= Operations Coordinating Board =

The Operations Coordinating Board (OCB) was a committee of the United States Executive created in 1953 by President Eisenhower's Executive Order 10483 and tasked with oversight of United States covert operations. Eisenhower simultaneously gave secret instructions specifying additional functions for the new entity. The board, which reported to the National Security Council was responsible for integrating the implementation of national security policies across several agencies. An important part of its mandate was to act as the president's coordinating committee for the most incendiary secret foreign policy actions, such as covert operations.

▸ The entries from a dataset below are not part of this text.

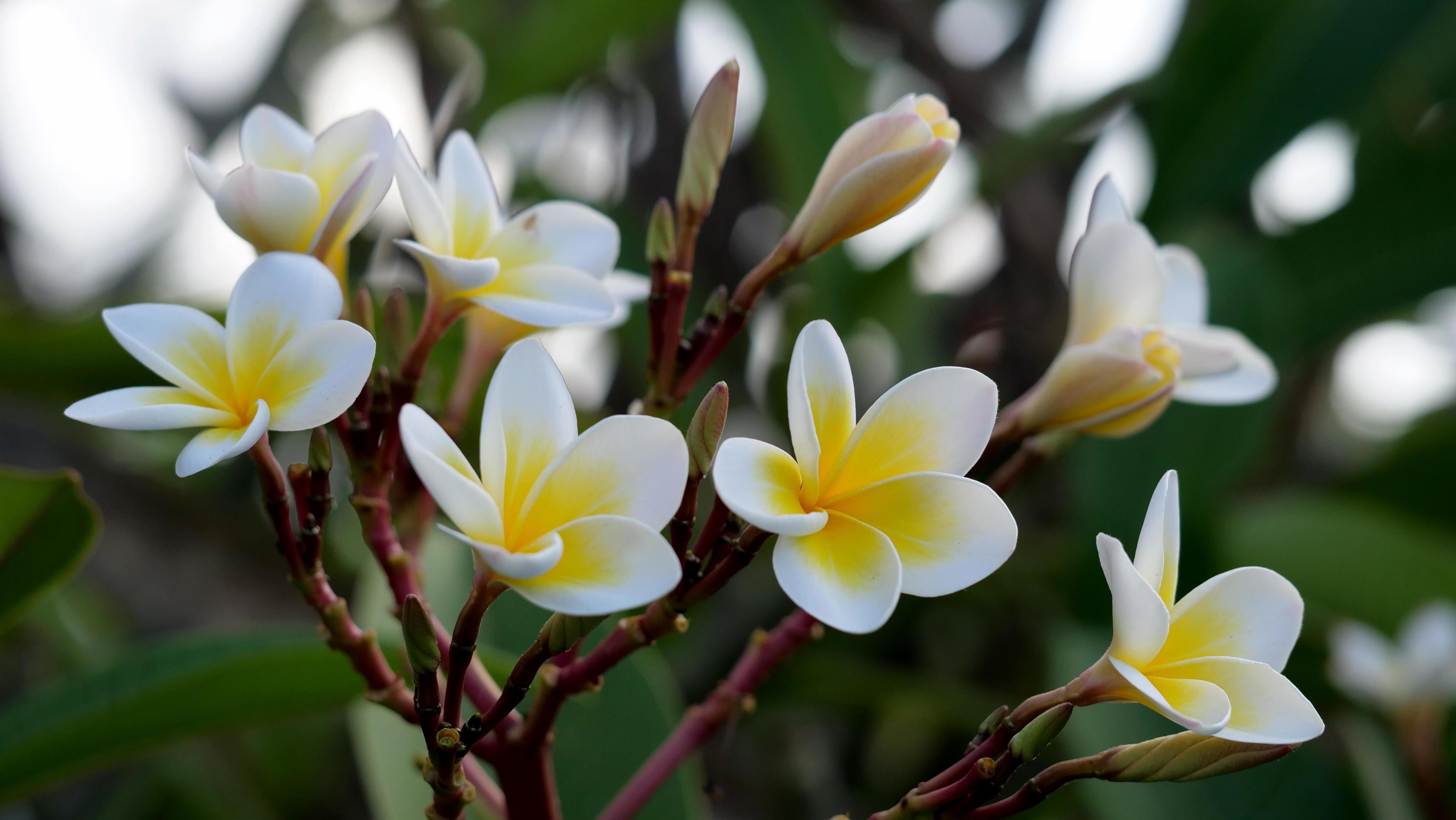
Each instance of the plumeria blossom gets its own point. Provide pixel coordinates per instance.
(573, 522)
(873, 509)
(1210, 660)
(877, 168)
(543, 267)
(303, 194)
(1139, 336)
(1419, 669)
(283, 362)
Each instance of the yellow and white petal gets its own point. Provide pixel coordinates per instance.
(1156, 557)
(846, 574)
(276, 299)
(427, 215)
(526, 423)
(318, 375)
(546, 296)
(468, 196)
(222, 443)
(934, 421)
(1266, 707)
(625, 465)
(1222, 368)
(608, 564)
(822, 402)
(274, 210)
(149, 408)
(761, 484)
(560, 233)
(1116, 282)
(452, 274)
(950, 530)
(449, 478)
(1193, 704)
(1139, 617)
(179, 344)
(1250, 614)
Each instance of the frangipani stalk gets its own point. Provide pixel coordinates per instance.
(283, 362)
(1138, 336)
(303, 194)
(1210, 662)
(873, 509)
(571, 522)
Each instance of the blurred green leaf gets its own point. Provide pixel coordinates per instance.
(47, 528)
(164, 692)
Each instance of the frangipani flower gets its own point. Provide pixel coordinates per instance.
(303, 194)
(1212, 660)
(1416, 671)
(870, 510)
(285, 362)
(573, 522)
(1139, 336)
(877, 168)
(543, 267)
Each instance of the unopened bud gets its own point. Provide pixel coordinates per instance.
(707, 430)
(1040, 733)
(710, 136)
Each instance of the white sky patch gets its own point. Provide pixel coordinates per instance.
(708, 36)
(1308, 179)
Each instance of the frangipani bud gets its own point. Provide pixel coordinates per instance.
(879, 168)
(710, 135)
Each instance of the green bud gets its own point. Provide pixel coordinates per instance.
(707, 430)
(1040, 733)
(420, 637)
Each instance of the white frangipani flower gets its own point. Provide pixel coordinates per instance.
(873, 509)
(1414, 671)
(1210, 662)
(299, 193)
(1139, 336)
(543, 267)
(573, 522)
(285, 362)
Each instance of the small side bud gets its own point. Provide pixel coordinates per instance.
(705, 432)
(1040, 733)
(420, 637)
(710, 136)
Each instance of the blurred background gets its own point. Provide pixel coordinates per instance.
(1305, 149)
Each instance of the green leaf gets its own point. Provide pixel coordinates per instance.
(47, 526)
(164, 692)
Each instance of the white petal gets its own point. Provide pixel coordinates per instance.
(1250, 612)
(274, 210)
(179, 344)
(822, 402)
(427, 215)
(950, 530)
(272, 139)
(276, 299)
(560, 233)
(934, 421)
(546, 296)
(318, 375)
(1139, 617)
(609, 564)
(449, 478)
(222, 443)
(149, 408)
(1156, 559)
(526, 423)
(1248, 375)
(761, 484)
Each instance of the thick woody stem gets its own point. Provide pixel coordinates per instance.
(765, 651)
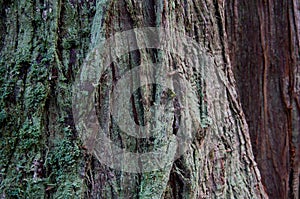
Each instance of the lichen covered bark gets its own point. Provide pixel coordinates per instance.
(44, 46)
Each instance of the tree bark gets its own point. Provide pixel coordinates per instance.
(264, 52)
(44, 44)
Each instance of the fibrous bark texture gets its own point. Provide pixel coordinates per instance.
(264, 51)
(44, 44)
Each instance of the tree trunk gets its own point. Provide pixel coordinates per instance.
(264, 51)
(44, 44)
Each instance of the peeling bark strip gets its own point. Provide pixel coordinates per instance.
(264, 52)
(44, 45)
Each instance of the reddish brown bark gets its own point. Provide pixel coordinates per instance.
(264, 51)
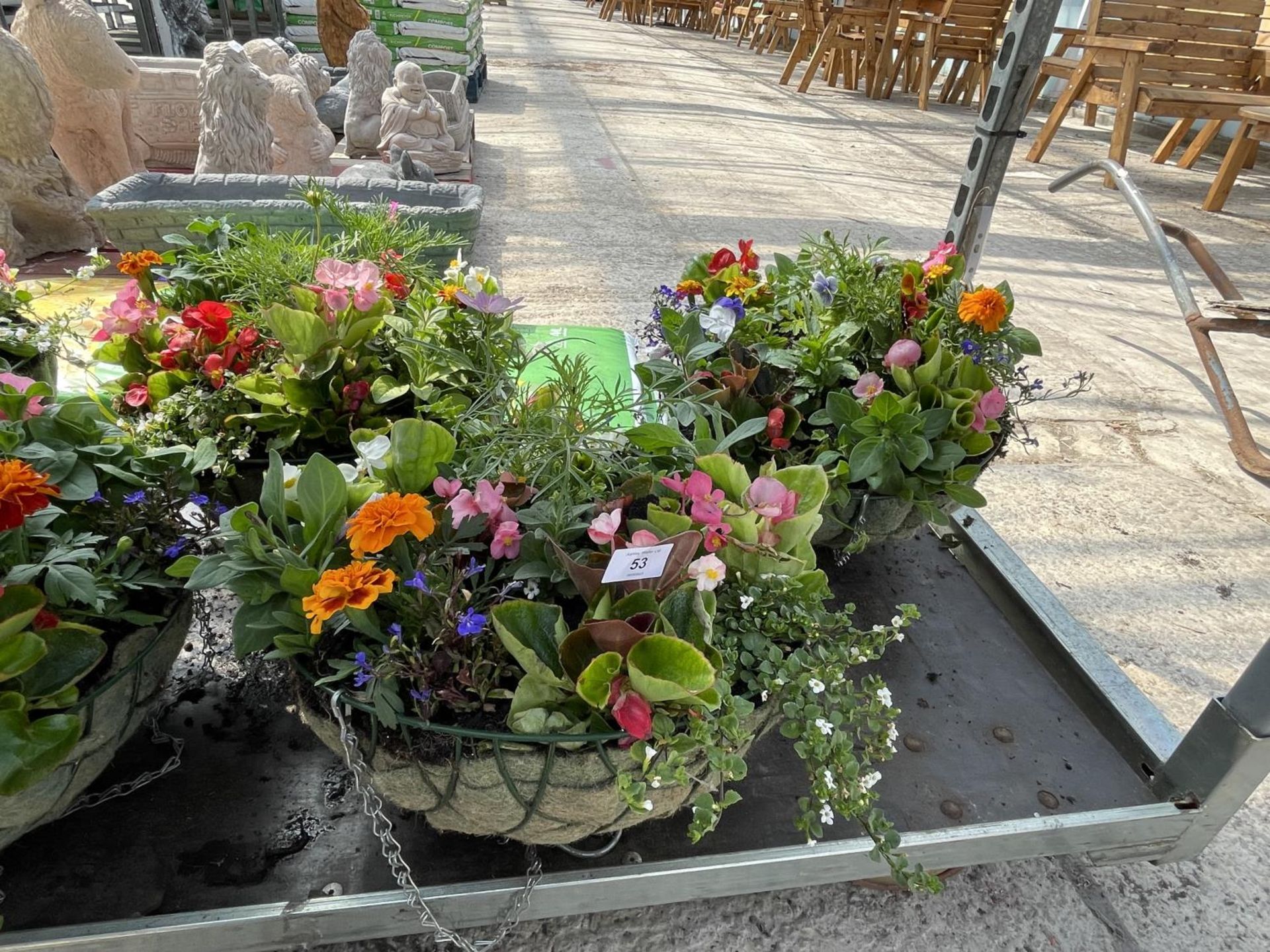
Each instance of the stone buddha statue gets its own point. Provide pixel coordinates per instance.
(413, 121)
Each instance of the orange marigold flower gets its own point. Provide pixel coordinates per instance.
(22, 493)
(986, 307)
(375, 526)
(356, 586)
(134, 263)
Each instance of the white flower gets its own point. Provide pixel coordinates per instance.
(720, 321)
(374, 454)
(709, 571)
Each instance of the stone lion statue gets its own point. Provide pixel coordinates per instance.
(234, 134)
(302, 143)
(88, 78)
(41, 207)
(370, 71)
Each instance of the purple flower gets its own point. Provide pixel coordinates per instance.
(486, 302)
(470, 622)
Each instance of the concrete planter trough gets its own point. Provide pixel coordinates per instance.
(138, 212)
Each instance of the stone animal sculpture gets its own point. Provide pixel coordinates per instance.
(234, 134)
(88, 78)
(302, 143)
(338, 20)
(189, 23)
(370, 71)
(41, 207)
(399, 168)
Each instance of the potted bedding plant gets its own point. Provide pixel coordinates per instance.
(88, 527)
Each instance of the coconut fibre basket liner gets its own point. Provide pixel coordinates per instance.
(534, 789)
(111, 713)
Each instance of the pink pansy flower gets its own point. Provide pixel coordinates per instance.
(22, 385)
(992, 404)
(868, 386)
(507, 541)
(902, 353)
(771, 499)
(603, 527)
(446, 489)
(462, 507)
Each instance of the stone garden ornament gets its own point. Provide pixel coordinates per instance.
(413, 121)
(41, 207)
(370, 71)
(88, 78)
(234, 134)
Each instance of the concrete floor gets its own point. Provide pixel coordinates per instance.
(611, 154)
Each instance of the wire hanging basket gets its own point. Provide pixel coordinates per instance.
(112, 713)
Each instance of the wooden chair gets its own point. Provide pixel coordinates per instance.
(1183, 61)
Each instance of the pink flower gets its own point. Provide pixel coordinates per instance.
(605, 526)
(771, 499)
(136, 395)
(992, 404)
(22, 385)
(904, 353)
(868, 386)
(462, 507)
(446, 489)
(507, 541)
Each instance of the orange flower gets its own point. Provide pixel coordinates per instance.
(375, 526)
(986, 307)
(356, 586)
(135, 263)
(22, 493)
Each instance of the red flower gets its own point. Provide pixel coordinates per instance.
(138, 395)
(724, 258)
(210, 317)
(397, 284)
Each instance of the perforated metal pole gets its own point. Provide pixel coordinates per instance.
(1014, 75)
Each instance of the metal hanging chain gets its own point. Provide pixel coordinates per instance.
(122, 790)
(374, 808)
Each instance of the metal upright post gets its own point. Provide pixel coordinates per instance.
(999, 127)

The board's membership was to include the Under Secretary of State, who was to chair the board, the Deputy Secretary of Defense, the Director of the Foreign Operations Administration, the Director of Central Intelligence, and the President's Special Assistant for Psychological Warfare. Also authorized to attend were the President's Special Assistant for National Security Affairs and the Director of the United States Information Agency.

==History==

The creation of the board was a recommendation of the Jackson Committee, chaired by William Harding Jackson, set-up to propose future United States Government information and psychological warfare programs. The same committee recommended the existing Psychological Strategy Board be abolished.

The OCB was originally a separate body, but became an official part of the NSC with Eisenhower's issuance of Executive Order 10700 in 1957.

==Abolition and Succession==

The Operations Coordinating Board was abolished by President Kennedy on February 19, 1961 because it was thought that secret wars should not be overseen by so many officials. By that time, much of OCB's work was being continued by other bodies, such as the Planning Coordination Group (PCG), pursuant to presidential directive Covert Operations NSC 5412/12 in 1955, and by the Special Group.